December 8th 2014, after three years in the making, saw the unveiling of a colossal training complex, putting the rest of the world in its shadow. Even the City fans would not complain if the owners of City would have stuck it out for a couple of decent seasons, and put City back in the hands of a relegation battle. But they haven’t, they’ve stuck by the club and have now created a sustainable model. Of course, this may rub other supporters up the wrong way - City splashing the cash yet again, but it's all positive and for the future.
However, put your arguments about where the cash has come from to one side for a moment. Now that Manchester City do have the cash, this is just the kind of project they should be spending it on.
England’s national team have seen its side slump out of competition after competition. Many things are to blame for this, but one reason is definitely the lack of English players making their way through academies at big teams and into the Premier League. A complex like this, built by the current English champions, is perfect to try and resolve this problem. With two thirds of its monumental space and resources simply being for youth development, England are surely going to benefit from this. And there’s no worries of a lack of English talent at the academy either – 75% of the talent at Man City are from Greater Manchester alone. Forget England – the whole national team could be made up of Mancunians.
With City being current Premier League under-11s, under-14s and under-18s national champions, and the FA WSL Cup champions with the women’s team – they will go from strength to strength, and even possibly improve the perception of women’s football also. Furthermore, the disability team with the City in the Community Group, established in 1986, will also be training there.

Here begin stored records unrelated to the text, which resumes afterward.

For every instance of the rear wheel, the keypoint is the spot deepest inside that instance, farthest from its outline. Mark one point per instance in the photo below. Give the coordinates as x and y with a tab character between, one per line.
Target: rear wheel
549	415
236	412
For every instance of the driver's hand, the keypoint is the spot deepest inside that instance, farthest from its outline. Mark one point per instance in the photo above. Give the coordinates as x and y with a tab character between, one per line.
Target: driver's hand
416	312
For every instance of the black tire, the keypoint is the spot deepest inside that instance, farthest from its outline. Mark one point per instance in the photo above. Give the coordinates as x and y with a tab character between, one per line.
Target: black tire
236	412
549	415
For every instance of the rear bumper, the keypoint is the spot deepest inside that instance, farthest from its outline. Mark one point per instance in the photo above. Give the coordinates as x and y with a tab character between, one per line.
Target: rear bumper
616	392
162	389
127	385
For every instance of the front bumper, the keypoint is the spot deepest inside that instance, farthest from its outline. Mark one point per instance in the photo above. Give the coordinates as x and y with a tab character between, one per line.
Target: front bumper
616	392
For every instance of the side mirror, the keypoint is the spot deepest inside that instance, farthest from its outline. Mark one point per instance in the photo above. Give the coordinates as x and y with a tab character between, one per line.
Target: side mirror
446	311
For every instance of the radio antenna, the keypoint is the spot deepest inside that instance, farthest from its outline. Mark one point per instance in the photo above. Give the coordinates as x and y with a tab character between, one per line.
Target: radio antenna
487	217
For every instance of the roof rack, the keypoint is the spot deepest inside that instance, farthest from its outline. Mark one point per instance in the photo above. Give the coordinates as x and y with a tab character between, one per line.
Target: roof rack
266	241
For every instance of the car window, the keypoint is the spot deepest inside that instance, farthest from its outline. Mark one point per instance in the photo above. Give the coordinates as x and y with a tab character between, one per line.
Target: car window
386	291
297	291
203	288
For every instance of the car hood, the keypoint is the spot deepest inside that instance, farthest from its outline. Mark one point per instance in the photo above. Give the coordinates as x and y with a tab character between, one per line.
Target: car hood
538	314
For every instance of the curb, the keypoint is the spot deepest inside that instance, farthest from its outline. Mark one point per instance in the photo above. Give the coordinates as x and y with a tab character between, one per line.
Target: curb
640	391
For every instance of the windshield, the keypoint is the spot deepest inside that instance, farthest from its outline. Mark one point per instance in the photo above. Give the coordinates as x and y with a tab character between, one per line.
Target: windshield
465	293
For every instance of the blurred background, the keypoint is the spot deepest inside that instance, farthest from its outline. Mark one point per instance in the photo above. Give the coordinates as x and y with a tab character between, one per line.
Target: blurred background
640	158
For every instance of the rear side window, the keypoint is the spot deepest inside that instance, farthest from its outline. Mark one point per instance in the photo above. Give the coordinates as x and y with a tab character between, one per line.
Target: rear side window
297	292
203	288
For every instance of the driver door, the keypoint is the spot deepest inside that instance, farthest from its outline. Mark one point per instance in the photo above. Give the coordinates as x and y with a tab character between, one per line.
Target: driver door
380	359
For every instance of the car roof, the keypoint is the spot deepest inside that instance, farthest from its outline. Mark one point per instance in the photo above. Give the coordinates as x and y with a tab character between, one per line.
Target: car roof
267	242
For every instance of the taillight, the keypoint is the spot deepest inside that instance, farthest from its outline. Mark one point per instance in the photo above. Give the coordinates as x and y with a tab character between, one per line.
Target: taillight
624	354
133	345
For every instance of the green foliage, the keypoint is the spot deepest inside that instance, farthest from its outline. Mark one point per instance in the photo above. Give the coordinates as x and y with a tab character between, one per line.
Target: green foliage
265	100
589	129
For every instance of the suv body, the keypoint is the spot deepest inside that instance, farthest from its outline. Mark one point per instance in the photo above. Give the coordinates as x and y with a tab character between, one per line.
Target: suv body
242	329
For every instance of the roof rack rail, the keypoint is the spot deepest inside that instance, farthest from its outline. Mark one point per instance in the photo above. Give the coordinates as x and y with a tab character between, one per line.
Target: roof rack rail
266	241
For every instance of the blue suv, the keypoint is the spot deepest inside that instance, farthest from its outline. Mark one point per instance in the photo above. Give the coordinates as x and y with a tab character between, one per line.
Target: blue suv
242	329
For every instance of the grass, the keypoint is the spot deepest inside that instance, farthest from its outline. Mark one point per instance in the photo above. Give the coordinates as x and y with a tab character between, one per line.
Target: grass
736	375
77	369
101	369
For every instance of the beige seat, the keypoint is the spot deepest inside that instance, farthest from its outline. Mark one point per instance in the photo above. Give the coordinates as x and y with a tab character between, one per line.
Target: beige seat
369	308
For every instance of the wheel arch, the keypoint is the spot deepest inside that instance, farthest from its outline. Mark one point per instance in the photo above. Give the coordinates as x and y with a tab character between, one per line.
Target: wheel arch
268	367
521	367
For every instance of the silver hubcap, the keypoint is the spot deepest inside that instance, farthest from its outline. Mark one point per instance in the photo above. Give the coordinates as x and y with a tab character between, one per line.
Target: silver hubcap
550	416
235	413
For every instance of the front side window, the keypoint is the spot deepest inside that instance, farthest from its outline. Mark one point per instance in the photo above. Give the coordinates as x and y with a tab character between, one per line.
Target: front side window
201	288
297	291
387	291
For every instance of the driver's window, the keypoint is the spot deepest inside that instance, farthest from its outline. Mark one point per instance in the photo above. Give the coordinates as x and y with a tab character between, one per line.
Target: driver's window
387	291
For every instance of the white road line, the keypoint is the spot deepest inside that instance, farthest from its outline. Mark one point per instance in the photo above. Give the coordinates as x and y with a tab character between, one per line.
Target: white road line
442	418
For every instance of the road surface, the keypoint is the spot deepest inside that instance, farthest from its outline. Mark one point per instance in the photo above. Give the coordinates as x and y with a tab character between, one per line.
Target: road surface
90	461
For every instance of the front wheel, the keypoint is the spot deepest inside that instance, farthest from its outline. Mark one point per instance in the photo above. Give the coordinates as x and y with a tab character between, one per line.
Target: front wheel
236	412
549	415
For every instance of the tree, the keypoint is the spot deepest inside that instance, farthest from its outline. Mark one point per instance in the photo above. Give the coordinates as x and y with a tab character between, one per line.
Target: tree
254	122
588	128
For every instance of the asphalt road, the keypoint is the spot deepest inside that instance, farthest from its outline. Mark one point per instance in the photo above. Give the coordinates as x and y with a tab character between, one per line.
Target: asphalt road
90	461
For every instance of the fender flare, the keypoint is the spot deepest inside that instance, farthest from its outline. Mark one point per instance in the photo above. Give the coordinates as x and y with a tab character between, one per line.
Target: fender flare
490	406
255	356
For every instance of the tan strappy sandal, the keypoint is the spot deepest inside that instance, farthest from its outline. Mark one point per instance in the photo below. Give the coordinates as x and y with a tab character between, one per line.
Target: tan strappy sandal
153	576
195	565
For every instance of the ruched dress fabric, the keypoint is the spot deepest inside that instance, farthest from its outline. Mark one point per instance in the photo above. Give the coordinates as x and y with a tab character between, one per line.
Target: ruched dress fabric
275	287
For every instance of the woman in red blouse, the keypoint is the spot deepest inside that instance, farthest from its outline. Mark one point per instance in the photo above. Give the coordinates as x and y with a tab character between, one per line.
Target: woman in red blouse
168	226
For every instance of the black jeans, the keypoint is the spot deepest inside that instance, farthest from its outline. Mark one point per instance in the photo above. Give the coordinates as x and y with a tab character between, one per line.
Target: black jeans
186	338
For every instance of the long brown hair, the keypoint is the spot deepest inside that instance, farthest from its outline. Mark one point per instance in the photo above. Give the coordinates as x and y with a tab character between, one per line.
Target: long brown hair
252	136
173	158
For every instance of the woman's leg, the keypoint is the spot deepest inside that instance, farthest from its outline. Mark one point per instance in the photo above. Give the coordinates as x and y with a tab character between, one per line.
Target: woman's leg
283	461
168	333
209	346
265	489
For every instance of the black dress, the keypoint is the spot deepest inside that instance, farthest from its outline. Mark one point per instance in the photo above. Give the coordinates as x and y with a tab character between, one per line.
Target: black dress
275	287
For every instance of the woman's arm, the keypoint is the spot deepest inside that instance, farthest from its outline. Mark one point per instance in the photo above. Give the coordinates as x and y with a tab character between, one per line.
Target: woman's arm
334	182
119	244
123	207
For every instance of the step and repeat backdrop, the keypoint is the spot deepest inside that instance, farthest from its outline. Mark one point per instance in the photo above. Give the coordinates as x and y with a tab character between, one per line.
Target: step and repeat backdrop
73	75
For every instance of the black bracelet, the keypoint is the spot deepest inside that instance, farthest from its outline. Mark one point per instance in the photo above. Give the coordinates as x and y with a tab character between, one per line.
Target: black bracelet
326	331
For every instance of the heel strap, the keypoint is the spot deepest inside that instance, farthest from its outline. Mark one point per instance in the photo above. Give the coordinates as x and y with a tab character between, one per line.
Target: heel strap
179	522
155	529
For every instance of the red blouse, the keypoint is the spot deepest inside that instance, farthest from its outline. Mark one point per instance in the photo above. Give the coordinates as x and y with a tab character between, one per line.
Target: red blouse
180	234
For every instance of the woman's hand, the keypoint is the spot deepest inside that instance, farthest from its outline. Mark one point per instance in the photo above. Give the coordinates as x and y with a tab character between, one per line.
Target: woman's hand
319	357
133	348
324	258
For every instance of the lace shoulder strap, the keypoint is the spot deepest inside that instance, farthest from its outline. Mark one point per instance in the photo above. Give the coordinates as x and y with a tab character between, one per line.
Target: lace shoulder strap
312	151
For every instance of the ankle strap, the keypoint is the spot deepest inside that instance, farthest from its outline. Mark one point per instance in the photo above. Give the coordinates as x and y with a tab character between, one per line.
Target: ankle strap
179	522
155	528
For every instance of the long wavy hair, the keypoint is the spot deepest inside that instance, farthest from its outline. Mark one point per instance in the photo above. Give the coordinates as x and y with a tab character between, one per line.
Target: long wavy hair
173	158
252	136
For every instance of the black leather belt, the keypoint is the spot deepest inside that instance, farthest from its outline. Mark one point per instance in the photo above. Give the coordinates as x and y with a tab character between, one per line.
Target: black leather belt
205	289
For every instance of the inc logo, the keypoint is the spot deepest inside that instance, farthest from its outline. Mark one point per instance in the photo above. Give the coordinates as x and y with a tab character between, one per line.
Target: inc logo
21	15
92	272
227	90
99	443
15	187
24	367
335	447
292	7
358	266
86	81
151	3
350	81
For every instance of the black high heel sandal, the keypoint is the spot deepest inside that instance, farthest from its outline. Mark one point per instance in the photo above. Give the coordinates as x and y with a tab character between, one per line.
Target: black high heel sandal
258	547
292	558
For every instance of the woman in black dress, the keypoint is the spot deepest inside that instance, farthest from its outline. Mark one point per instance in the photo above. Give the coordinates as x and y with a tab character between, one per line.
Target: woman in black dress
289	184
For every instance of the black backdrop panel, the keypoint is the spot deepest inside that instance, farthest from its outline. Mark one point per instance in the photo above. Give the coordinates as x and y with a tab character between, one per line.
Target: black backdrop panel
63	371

Pete Bradshaw, head of infrastructure on the project summed up how this will be for the youth of Manchester; “young kids kicking a football about on the street should aspire to be part of a training camp and an academy. They should be able to see it; touch it; smell it, and with 450 individuals trained there a week, it is definitely somewhere reachable."
Another thing Manchester City have managed to help with in this project is unemployment in the local area. With the building new complex comes new jobs. Manchester City hired 70% of its workforce simply from Manchester, and 80% of the construction supply chain was sourced locally. A working class club at heart giving jobs to working class people. City contributed £3,000,000 towards new community facilities in this one project also. Not to mention, they also built Connell College for 600 students to study at, something the area was crying out for, along with the East Manchester Leisure Centre.
The land prior to Manchester City building on it was a wasteland. After years of industrial usage over 100 years ago, nobody had built on the acidic land due to the problems it caused. But, after a 98% approval rate from the local community, City put in a request to build on the land – and boy did they do that!
The complex itself is quite magnificent. 16.5 pitches (I’m yet to discover how you can have half a pitch. Is that like having a half a hole?) dwarves the amount of pitches at training camps for the English national side, Barcelona and liccle Real Madrid. That isn’t all too – 80 acres of land includes a TV auditorium room for reviewing games, four star accommodation for players before a match, classrooms for youngsters and a 7,000 capacity stadium for EDS and the Women’s team. And that’s just the beginning.
As a football club, it’s important to get the right blend of a corporation and a club for the fans. Forget having an injured Sergio Aguero – the men in suits trying to mix that blend have the hardest job. Manchester City seem to be doing it perfectly – splashing the cash in all the right places, without perhaps getting the credit they deserve.